Point penting perjanjian itu; Pemerintahan AS (selaku pihak I) mengakui 50 persen keberadaan emas murni batangan milik RI, yaitu sebanyak 57.150 ton dalam kemasan 17 paket emas dan pemerintah RI (selaku pihak II) menerima batangan emas itu dalam bentuk biaya sewa penggunaan kolateral dolar yang diperuntukkan pembangunan keuangan AS! Nah!
Dalam point penting lain pada dokumen perjanjian itu, tercantum klausul yang memuat perincian; atas penggunaan kolateral tersebut pemerintah AS harus membayar fee 2,5 persen setiap tahunnya sebagai biaya sewa kepada Indonesia, mulai berlaku jatuh tempo sejak 21 November 1965 (dua tahun setelah perjanjian).Account khusus akan dibuat untuk menampung asset pencairan fee tersebut.

Maksudnya, walau point dalam perjanjian tersebut tanpa mencantumkan klausul pengembalian harta,namun ada butir pengakuan status koloteral tersebut yang bersifat sewa (leasing).Biaya yang ditetapkan dalam dalam perjanjian itu sebesar 2,5 persen setiap tahun bagi siapa atau bagi negara mana saja yang menggunakannya.

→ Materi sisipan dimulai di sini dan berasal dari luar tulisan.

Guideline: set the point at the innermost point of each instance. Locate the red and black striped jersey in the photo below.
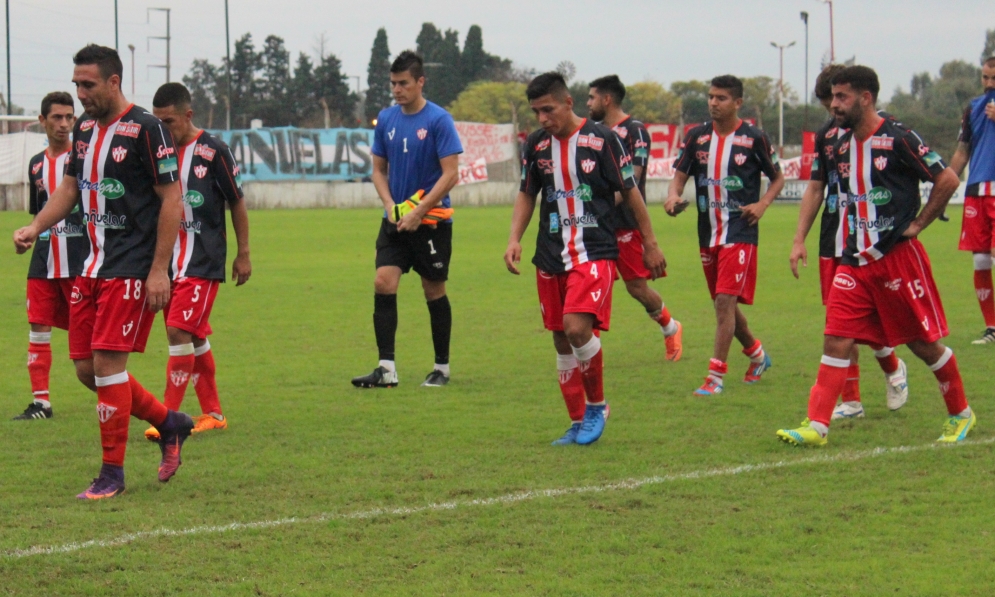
(209, 176)
(726, 171)
(880, 176)
(116, 169)
(637, 142)
(60, 250)
(578, 177)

salah satu klausul dalam perjanjian The Green Hilton Agreement tersebut adalah membagi separoh separoh (50% & 50%) antara RI & AS-Sekutu dengan ’bonus belakangan’ satelit Palapa dibagi gratis oleh AS kepada RI.

Artinya, 50 persen (52.150 ton emas murni) dijadikan kolateral untuk membangun ekonomi AS, dan beberapa negara eropa yg baru luluh lantak dihajar Nazi Jerman, sedang 50 persen lagi dijadikan sebagai kolateral yang membolehkan bagi siapapun dan negara manapun, untuk menggunakan harta tersebut dengan sistem sewa (leasing) selama 41 tahun dengan biaya sewa per tahun sebesar 2,5 persen yang harus dibayarkan kepada RI melalui Ir.Soekarno. Kenapa hanya 2,5 persen ? Karena Bg Karno ingin menerapkan aturan zakat dalam Islam.

Quote:
Pembayaran biaya sewa yang 2,5 persen itu harus dibayarkan pada sebuah account khusus a/n The Heritage Foundation (The HEF) dengan instrumentnya adalah lembaga-lembaga otoritas keuangan dunia (IMF, World Bank, The FED & The Bank International of Sattlement/BIS)

Kalau dihitung sejak 21 November 1965, maka jatuh tempo pembayaran biaya sewa yang harus dibayarkan kepada RI pada 21 November 2006.

Berapa besarnya ? 102,5 persen dari nilai pokok yang banyaknya 57.150 ton emas murni + 1.428,75 ton emas murni = 58.578,75 ton emas murni yang harus dibayarkan para pengguna dana kolateral milik bangsa Indonesia ini.wow utang negara kita seharusnya lunas. Padahal, terhitung pada 21 November 2010, dana yang tertampung dalam The Heritage Foundation (The HEF) sudah tidak terhitung nilainya.

Jika biaya sewa 2.5 per tahun ditetapkan dari total jumlah batangan emasnya 57.150 ton, maka selama 45 tahun X 2,5 persen = 112,5% atau lebih dari nilai pokok yang 57.150 ton emas itu, yaitu 64.293,75 ton emas murni yang harus dibayarkan pemerintah AS kepada RI.

Jika harga 1 troy once emas (31,105 gram emas ) saat ini sekitar 1.500 dolar AS, berapa nilai sewa kolateral emas sebnyk itu? Hitung aja! Mengenai keberadaan account The HEF, tidak ada lembaga otoritas keuangan dunia manapun yang dapat mengakses rekening khusus ini, termasuk lembaga pajak. Karena keberadaannya yang sangat rahasia.


Makanya, selain negara-negara di Eropa maupun AS yang memanfaatkan rekening The HEF ini, banyak taipan kelas dunia, maupun ’penjahat ekonomi’ kelas paus dan hiu yang menitipkan kekayaannya pada rekening khusus ini agar terhindar dari pajak. Tercatat orang-orang seperti George Soros, Bill Gate, Donald Trump, Adnan Kasogi, Raja Yordania, Putra Mahkota Saudi Arabia.

Bangsawan Turki dan Maroko adalah termasuk orang-orang yang menitipkan kekayaannya pada rekening khusus tersebut. Pada masa Pemerintahan Soeharto hingga Megawati telah diadakan suatu operasi untuk mengembalikan dana tersebut ke Indonesia.